# Is additional lighting required?



## keebler (Feb 17, 2015)

I have a 75 gallon (21x48x18) tank with a Marineland LED with 6000k one watt white and 600mK blue.

I am looking to set up my first planted tank. I am planning to do use Eco-Complete for the substrate, and fertilizer tabs. I am looking to go with rooted plants only.

My question is do I need more light? I do not know specifically what types of plants I want. If I go with the options above, should I stay with low light plants? Is what I listed even enough for low light plants? Can I get into moderate light plants, or would I need to step up the lighting at that point?

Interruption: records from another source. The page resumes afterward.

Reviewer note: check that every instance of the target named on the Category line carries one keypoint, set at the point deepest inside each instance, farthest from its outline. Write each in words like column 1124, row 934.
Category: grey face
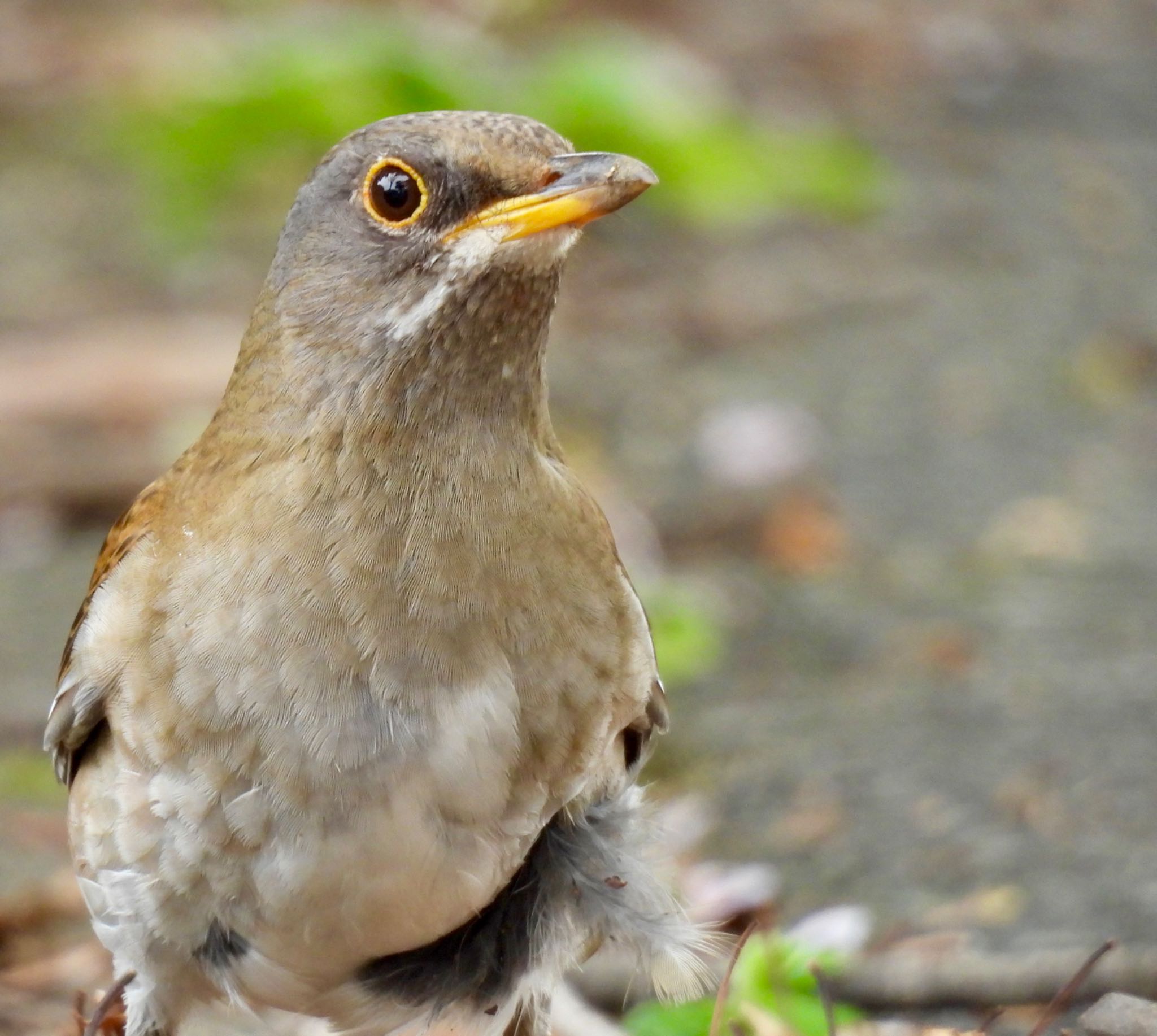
column 432, row 244
column 464, row 162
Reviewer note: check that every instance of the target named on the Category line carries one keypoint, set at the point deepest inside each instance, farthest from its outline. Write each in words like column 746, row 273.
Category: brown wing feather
column 78, row 710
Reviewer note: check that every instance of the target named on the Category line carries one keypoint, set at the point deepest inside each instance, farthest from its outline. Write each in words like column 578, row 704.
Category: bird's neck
column 473, row 371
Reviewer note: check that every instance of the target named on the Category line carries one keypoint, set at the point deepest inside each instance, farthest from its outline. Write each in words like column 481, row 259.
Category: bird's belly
column 316, row 874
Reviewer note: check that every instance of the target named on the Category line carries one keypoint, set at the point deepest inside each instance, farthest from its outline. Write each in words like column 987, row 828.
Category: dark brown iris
column 394, row 193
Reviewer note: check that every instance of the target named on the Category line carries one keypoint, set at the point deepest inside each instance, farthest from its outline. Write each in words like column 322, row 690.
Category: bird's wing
column 639, row 735
column 78, row 709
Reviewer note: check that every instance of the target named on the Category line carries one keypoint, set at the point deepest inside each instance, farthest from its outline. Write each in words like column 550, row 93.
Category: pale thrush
column 354, row 707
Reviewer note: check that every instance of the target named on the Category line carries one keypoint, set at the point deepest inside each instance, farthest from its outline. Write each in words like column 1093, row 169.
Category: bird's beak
column 587, row 185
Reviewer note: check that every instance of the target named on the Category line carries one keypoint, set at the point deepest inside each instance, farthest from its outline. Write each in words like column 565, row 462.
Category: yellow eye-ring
column 394, row 192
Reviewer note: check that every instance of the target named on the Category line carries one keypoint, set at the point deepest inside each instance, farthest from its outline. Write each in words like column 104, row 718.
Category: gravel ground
column 937, row 695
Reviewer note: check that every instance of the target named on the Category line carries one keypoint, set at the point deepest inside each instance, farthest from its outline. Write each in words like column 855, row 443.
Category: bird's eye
column 394, row 193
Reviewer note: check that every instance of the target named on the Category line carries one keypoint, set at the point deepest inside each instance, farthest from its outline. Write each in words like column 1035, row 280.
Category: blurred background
column 868, row 388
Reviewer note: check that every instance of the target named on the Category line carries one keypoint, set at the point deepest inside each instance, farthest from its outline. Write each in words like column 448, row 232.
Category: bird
column 353, row 712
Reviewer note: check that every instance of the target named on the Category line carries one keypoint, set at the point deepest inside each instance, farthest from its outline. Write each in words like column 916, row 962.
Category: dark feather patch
column 483, row 960
column 221, row 946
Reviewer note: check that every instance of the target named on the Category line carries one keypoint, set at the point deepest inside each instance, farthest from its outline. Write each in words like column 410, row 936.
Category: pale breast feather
column 78, row 709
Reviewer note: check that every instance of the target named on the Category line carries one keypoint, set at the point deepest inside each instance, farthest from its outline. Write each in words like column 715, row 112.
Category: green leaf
column 689, row 638
column 692, row 1018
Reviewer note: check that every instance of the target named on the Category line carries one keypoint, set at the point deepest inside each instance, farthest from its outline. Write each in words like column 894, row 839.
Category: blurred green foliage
column 27, row 780
column 689, row 637
column 232, row 127
column 773, row 976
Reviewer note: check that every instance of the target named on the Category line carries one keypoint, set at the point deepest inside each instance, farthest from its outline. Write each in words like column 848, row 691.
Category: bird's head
column 427, row 249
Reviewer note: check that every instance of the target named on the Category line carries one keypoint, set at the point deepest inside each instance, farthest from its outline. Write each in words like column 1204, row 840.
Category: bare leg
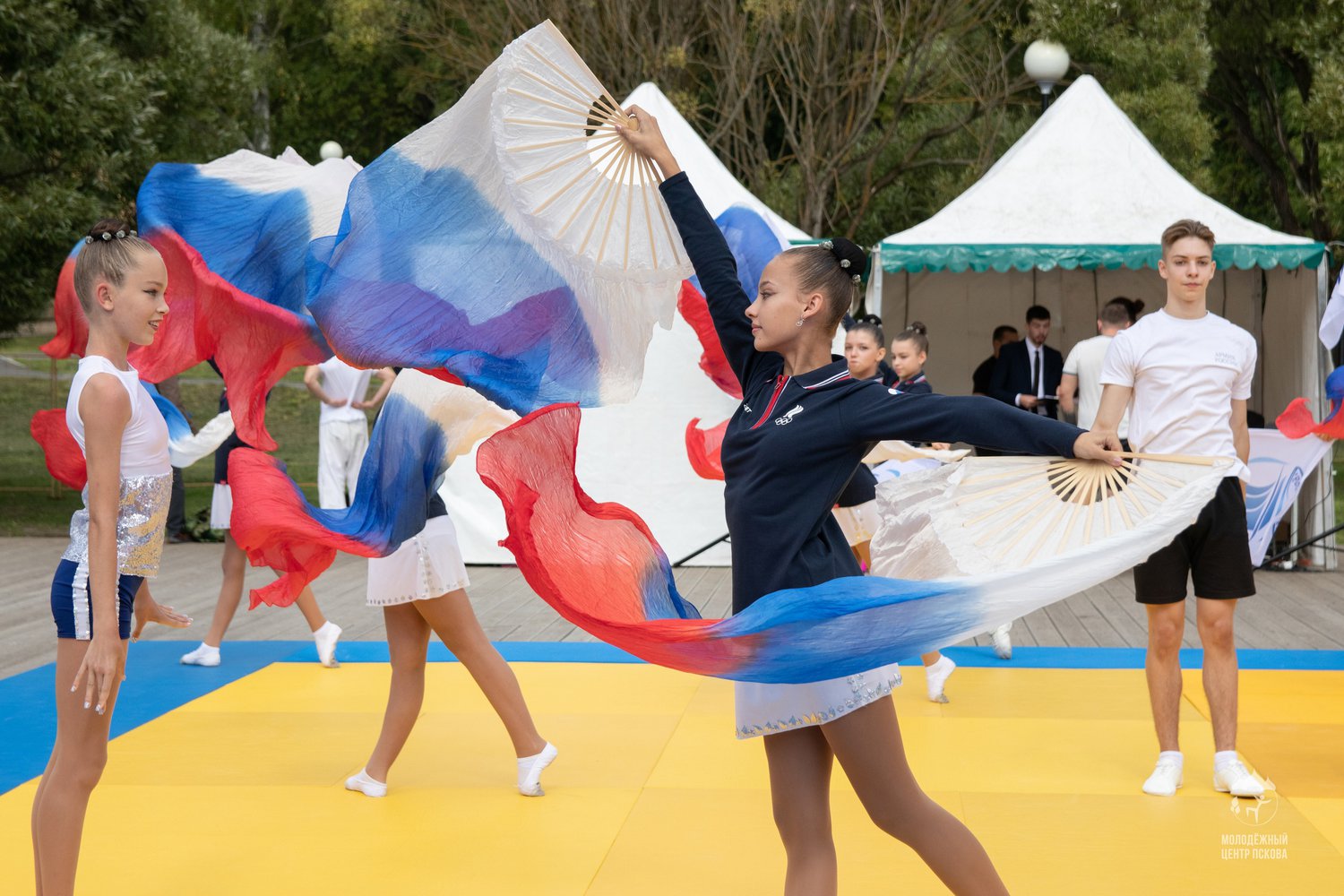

How much would a CO2 system impact this?


----------



## AFishNamedCP (Oct 7, 2012)

What marineland LED are you referring to? I know they have a 48" plant double bright. Amazon.com : Marineland Double Bright LED Light, 36- to 48-Inch : Led Fish Tank Lights : Pet Supplies
This might be the one you are referring to. It would be fine for most low to moderate. I think those lights are pretty directional and intensity is not even distributed, so may have to compensate.

Co2 will help even more!


----------



## BBradbury (Apr 22, 2011)

Hello keeb...

If you stick to the darker green aquatic plants, the lighting you have will be enough. There's no need to buy anything else. If you prefer plants that need to be planted in the bottom material, then varieties of Cryptocoryne will work. These are easy to grow and require low to medium light. Sword plants are also good for more subdue lighting. Stay with the easier plants, these won't require a CO2 system. These systems are pricey and difficult to set up and maintain. Save this kind of thing for the future, when you have more experience in the hobby.

B


----------



## jrman83 (Jul 9, 2010)

That one fixture on a 75g will only get you to a low light level. The mentioned plants should do okay but they will grow very slow. If you wanted plants outside that range, they will require you to up the lighting. The light has to meet the needs of the plants that you have or they will slowly die or will not be very healthy. A CO2 system can allow you to grow higher light need plants on lower light levels, but it is a costly investment. You need to be prepared and understand the detail required for working with CO2. You do not "need" CO2 for your setup. It would make a difference, but to a limit with the light you have.


----------